On nonlinear waves of the blood flow through arteries

TL;DR

This paper models nonlinear wave propagation in arteries with aneurysms using a perturbed Korteweg-de Vries equation and finds exact traveling wave solutions, providing insights into blood flow dynamics in injured arteries.

Contribution

It introduces a novel application of the modified method of simplest equation to solve for exact traveling wave solutions in arterial blood flow models.

Findings

Exact solutions for nonlinear blood flow waves in aneurysmal arteries.

Reduction of complex artery-blood interaction to a perturbed KdV equation.

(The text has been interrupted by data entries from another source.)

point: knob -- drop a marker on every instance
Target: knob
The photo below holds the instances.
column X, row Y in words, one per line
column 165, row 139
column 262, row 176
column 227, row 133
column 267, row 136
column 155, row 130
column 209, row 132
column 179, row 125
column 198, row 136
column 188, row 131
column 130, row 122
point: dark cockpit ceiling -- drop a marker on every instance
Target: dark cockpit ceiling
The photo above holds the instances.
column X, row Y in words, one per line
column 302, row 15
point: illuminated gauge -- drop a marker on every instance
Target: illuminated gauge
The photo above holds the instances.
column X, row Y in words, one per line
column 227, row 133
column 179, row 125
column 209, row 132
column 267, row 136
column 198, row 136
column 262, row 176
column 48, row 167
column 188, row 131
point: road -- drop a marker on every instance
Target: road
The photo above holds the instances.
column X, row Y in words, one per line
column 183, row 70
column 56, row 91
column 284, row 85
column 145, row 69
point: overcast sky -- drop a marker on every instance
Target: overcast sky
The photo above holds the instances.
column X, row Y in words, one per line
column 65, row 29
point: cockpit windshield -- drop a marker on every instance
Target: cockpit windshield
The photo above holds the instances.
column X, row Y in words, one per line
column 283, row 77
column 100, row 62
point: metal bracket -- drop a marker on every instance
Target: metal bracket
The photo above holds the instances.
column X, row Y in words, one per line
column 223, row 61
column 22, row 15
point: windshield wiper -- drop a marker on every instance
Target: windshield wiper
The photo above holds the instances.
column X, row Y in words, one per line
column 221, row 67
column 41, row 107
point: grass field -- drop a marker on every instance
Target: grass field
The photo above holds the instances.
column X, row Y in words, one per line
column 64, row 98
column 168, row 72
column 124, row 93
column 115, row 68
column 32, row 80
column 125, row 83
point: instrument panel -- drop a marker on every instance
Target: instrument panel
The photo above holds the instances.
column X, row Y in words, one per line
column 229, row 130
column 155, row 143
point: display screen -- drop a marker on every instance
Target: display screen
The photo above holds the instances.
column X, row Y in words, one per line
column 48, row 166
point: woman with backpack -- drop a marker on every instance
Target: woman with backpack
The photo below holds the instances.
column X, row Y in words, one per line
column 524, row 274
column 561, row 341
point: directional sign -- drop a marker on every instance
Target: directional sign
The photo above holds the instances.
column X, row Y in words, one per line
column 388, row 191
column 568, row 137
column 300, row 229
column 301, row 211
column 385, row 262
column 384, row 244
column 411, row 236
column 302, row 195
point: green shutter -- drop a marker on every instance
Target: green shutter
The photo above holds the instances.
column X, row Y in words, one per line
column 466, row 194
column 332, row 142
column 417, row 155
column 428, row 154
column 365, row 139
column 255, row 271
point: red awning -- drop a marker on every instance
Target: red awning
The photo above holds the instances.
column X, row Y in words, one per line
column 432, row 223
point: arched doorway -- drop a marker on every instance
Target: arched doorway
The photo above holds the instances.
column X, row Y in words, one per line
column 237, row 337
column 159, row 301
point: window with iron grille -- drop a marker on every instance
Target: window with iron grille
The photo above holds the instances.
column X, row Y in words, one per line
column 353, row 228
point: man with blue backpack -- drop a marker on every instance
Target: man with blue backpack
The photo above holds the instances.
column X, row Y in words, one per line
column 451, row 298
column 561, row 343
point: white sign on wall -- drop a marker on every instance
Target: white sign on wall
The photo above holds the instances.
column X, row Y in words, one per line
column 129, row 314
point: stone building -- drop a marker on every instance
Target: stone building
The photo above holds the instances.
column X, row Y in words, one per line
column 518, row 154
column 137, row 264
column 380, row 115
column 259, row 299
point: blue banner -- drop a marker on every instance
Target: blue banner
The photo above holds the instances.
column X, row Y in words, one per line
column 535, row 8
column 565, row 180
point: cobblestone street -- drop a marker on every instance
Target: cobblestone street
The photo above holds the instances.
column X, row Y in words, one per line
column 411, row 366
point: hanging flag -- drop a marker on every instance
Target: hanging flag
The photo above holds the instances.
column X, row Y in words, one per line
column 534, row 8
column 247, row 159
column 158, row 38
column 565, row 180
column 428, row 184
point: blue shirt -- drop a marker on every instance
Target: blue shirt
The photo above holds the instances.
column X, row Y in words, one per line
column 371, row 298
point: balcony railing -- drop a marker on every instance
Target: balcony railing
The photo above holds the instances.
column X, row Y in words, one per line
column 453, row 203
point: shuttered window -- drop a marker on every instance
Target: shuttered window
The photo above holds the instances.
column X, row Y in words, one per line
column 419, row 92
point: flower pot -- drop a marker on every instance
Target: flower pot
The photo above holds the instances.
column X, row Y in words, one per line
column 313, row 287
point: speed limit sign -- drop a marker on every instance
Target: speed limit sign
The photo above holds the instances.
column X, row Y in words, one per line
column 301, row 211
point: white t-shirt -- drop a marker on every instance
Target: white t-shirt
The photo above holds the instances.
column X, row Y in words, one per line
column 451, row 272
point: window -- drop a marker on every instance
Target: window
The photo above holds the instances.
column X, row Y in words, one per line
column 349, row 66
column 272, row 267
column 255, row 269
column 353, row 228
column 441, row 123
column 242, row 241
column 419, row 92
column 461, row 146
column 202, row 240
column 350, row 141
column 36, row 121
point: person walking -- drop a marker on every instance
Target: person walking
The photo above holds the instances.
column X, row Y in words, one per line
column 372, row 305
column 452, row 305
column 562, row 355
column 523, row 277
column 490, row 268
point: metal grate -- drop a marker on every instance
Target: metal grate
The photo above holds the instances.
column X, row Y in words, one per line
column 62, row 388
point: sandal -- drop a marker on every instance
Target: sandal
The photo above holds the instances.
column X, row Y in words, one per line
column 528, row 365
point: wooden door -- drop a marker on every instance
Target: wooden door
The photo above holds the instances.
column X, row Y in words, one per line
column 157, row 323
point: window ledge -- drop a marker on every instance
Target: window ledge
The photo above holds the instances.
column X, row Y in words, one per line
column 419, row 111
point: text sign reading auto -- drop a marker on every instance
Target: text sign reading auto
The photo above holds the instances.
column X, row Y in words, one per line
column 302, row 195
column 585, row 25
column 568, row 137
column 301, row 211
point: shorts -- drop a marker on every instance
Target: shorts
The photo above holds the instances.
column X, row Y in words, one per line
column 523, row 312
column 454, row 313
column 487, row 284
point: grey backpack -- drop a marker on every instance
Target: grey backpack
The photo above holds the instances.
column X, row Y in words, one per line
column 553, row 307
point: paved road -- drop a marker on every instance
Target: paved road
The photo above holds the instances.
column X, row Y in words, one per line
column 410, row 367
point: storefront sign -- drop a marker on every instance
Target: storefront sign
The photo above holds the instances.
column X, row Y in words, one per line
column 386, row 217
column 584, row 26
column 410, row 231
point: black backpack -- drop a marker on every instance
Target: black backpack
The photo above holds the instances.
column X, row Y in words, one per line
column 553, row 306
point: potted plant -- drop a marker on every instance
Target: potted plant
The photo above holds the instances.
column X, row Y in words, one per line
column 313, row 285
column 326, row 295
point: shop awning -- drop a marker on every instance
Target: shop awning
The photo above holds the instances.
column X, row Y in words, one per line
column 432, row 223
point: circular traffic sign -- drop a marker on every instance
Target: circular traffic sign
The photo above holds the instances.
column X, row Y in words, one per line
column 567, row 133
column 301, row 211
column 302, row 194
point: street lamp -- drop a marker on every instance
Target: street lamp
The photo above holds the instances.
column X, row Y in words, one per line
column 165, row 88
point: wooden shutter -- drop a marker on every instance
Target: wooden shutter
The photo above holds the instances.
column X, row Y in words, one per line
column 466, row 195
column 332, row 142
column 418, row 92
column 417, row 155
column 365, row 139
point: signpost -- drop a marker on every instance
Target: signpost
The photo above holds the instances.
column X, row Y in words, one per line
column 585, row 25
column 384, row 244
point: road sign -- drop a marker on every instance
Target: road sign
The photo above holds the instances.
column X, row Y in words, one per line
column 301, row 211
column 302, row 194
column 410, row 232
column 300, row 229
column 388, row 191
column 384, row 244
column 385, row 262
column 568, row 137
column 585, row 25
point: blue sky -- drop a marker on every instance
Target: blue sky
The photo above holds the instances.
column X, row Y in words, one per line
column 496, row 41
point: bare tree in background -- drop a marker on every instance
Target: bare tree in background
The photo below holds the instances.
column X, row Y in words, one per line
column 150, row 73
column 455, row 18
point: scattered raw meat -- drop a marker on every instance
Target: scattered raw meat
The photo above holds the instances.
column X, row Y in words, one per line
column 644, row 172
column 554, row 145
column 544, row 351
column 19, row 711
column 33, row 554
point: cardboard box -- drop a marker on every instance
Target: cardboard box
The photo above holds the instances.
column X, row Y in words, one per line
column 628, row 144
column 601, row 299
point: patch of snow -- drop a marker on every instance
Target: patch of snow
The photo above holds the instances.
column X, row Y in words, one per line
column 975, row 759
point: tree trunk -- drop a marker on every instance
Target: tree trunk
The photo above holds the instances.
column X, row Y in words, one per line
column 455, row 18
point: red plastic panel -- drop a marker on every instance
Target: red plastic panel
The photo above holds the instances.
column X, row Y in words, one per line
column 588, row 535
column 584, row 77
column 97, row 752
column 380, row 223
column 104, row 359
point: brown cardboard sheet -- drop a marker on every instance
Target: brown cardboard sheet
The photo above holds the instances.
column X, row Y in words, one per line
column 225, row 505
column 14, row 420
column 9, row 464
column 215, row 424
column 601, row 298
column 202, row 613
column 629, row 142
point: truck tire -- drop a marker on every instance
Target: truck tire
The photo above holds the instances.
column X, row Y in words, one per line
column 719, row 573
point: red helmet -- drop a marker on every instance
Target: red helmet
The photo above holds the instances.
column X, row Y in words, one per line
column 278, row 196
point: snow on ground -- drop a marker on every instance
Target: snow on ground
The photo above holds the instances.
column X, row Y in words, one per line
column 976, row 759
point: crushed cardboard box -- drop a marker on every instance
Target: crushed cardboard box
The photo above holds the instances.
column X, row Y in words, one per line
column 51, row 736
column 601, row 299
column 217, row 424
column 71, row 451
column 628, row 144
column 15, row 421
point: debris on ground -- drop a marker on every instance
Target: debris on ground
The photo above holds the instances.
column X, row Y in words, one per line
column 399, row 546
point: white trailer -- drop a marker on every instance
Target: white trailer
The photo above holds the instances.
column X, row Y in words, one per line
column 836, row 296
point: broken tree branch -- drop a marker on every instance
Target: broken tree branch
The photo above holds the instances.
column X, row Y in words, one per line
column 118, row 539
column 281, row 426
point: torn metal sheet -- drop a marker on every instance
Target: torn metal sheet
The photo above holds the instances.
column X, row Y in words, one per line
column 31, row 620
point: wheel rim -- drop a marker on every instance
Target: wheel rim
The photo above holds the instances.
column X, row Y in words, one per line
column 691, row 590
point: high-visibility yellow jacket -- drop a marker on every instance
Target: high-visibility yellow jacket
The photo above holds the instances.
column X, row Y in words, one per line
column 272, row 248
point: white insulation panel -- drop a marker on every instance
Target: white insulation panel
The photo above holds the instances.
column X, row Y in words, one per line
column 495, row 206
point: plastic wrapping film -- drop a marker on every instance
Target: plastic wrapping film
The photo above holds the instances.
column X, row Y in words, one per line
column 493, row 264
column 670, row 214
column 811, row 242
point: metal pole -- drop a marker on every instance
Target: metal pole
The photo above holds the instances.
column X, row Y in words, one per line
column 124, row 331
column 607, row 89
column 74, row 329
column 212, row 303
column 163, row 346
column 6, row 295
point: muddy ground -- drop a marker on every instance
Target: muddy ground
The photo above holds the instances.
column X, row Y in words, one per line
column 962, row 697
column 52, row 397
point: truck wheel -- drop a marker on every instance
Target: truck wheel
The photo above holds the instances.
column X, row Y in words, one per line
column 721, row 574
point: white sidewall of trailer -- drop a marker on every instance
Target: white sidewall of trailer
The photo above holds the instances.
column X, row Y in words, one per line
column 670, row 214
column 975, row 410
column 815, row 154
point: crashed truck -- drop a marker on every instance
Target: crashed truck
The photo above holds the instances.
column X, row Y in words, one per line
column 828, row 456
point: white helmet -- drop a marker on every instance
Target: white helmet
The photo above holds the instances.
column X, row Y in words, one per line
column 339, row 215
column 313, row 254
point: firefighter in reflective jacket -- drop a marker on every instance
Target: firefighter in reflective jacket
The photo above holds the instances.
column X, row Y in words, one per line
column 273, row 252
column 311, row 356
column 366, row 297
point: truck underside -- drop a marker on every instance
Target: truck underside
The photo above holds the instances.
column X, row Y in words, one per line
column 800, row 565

Insights into wave behavior in injured arterial segments.

Abstract

We discuss propagation of traveling waves in a blood filled elastic artery with an axially symmetric dilatation (an idealized aneurysm). The processes in the injured artery are modelled by equations for the motion of the wall of the artery and by equation for the motion of the fluid (the blood). For the case when long-wave approximation holds the model equations are reduced to a version of the perturbed Korteweg-deVries equation. Exact travelling-wave solutions of this equation are obtained by the modified method of simplest equation where the differential equation of Abel is used as a simplest equation. A particular case of the obtained exact solution is discussed from the point of view of arterial mechanics.